1. Balai mécanique se composant dans les grandes lignes d'une carcasse (1) dans laquelle
les axes (6) des roues de commande porteuses (5) sont montés dans des alésages de
palier (7, 8) fendus, chacun avec une fente d'introduction, pour l'entraînement d'une
brosse cylindrique (4), d'au moins un récipient collecteur de poussières et d'un manche
de guidage (3), caractérisé en ce que les roues de commande porteuses (5) sont pourvues
chacune d'un disque d'entraînement (11) et la carcasse (1) de deux parois intermédiaires
et/ou de poches de retenue (10), derrière lesquelles les disques d'entraînement (11)
s'engagent pour la retenue des roues de commande porteuses.
2. Balai mécanique selon la revendication 1, caractérisé en ce que la carcasse (1)

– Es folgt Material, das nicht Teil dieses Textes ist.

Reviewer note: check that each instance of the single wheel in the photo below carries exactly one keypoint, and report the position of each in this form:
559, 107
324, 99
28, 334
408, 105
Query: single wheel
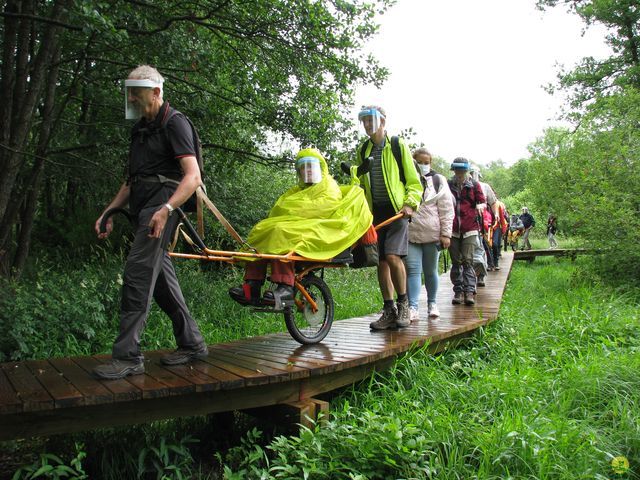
305, 325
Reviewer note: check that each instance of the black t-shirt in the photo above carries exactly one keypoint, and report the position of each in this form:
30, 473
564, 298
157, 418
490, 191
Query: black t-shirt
154, 151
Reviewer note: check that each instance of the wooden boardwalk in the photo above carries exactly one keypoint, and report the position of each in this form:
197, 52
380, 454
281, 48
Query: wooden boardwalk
58, 395
531, 255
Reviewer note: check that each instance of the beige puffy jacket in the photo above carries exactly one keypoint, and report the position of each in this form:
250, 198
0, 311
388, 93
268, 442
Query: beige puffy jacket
434, 218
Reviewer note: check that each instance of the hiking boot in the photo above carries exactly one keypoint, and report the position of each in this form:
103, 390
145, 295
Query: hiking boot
403, 320
469, 298
386, 320
184, 355
117, 369
248, 293
458, 298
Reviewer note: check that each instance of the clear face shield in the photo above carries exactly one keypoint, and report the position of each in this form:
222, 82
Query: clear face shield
132, 90
371, 120
309, 170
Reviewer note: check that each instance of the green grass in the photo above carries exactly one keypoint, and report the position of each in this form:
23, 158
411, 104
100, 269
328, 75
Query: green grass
550, 390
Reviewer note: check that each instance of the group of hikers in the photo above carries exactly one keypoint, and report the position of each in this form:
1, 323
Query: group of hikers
317, 219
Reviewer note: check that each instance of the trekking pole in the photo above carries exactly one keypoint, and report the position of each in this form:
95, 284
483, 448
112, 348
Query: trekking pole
389, 220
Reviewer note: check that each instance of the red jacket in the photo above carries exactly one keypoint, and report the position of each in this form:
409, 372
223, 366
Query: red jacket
466, 199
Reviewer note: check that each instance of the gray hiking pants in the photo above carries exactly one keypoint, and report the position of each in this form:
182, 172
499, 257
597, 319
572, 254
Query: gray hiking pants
149, 273
462, 274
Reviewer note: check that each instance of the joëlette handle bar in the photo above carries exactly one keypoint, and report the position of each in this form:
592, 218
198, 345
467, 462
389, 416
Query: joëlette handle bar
205, 253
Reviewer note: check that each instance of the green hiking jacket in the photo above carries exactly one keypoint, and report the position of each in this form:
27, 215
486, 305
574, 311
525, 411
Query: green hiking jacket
409, 193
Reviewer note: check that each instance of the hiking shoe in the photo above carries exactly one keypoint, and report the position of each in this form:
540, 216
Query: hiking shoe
386, 320
184, 355
404, 319
117, 369
457, 298
469, 298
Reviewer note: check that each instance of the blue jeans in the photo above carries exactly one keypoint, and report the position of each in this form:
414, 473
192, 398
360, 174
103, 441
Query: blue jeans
422, 258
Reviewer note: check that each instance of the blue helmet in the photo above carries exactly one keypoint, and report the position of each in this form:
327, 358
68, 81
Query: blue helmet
461, 163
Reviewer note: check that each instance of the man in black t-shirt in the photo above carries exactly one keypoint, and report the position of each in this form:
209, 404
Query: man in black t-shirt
163, 174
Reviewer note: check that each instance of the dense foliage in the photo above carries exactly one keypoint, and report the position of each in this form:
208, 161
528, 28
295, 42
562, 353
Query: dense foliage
257, 78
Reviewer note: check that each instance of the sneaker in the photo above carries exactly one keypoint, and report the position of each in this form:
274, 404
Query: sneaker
403, 320
117, 369
457, 298
386, 320
469, 298
184, 355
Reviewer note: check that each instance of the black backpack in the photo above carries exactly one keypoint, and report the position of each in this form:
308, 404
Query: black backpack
191, 203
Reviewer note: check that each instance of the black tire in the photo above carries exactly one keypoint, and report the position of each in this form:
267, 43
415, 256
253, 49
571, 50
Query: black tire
305, 326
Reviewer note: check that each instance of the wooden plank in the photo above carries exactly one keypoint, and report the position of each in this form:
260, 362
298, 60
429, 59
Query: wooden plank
93, 392
9, 401
279, 359
31, 393
77, 419
275, 372
249, 377
64, 394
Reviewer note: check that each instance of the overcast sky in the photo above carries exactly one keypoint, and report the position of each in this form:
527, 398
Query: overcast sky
467, 75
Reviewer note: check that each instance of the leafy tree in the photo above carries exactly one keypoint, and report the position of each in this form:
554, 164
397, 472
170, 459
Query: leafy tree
255, 76
589, 178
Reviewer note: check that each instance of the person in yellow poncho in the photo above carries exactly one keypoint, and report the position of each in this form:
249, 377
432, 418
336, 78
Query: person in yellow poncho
316, 219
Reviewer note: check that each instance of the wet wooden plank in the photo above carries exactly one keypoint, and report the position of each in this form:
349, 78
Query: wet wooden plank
32, 394
275, 372
93, 392
64, 394
121, 390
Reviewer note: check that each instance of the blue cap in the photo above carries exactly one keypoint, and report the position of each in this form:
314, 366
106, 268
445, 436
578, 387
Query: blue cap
460, 163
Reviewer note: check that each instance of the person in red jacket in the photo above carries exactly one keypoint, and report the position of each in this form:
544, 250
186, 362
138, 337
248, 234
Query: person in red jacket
470, 202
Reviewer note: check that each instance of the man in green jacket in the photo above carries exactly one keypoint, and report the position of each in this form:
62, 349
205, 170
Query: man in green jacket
391, 186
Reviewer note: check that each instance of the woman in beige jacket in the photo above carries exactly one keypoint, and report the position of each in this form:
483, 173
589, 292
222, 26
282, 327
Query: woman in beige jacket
429, 232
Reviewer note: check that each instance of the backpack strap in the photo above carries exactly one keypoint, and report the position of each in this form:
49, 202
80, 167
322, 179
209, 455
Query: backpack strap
363, 150
397, 154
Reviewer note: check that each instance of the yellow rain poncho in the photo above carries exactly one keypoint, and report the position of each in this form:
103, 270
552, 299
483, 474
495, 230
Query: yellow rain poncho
317, 222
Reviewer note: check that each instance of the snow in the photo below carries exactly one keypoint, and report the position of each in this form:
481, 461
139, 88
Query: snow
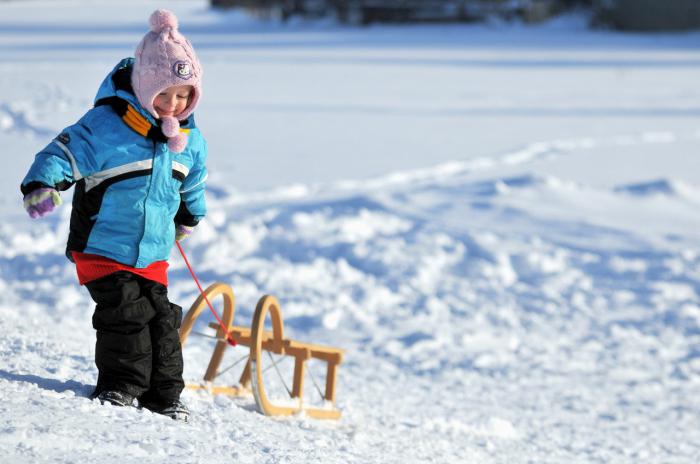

est librement évidée dans la zone des roues de commande porteuses (5) et en ce que
celles-ci sont fermées vers l'extérieur à la façon d'une surface lisse.
3. Balai mécanique selon l'une quelconque des revendications 1 et 2, caractérisé en
ce que la fente d'introduction (8) est disposée au moins verticalement et se transforme
en l'alésage de palier (7) réalisé en forme de trou oblong, se situant au moins horizontalement.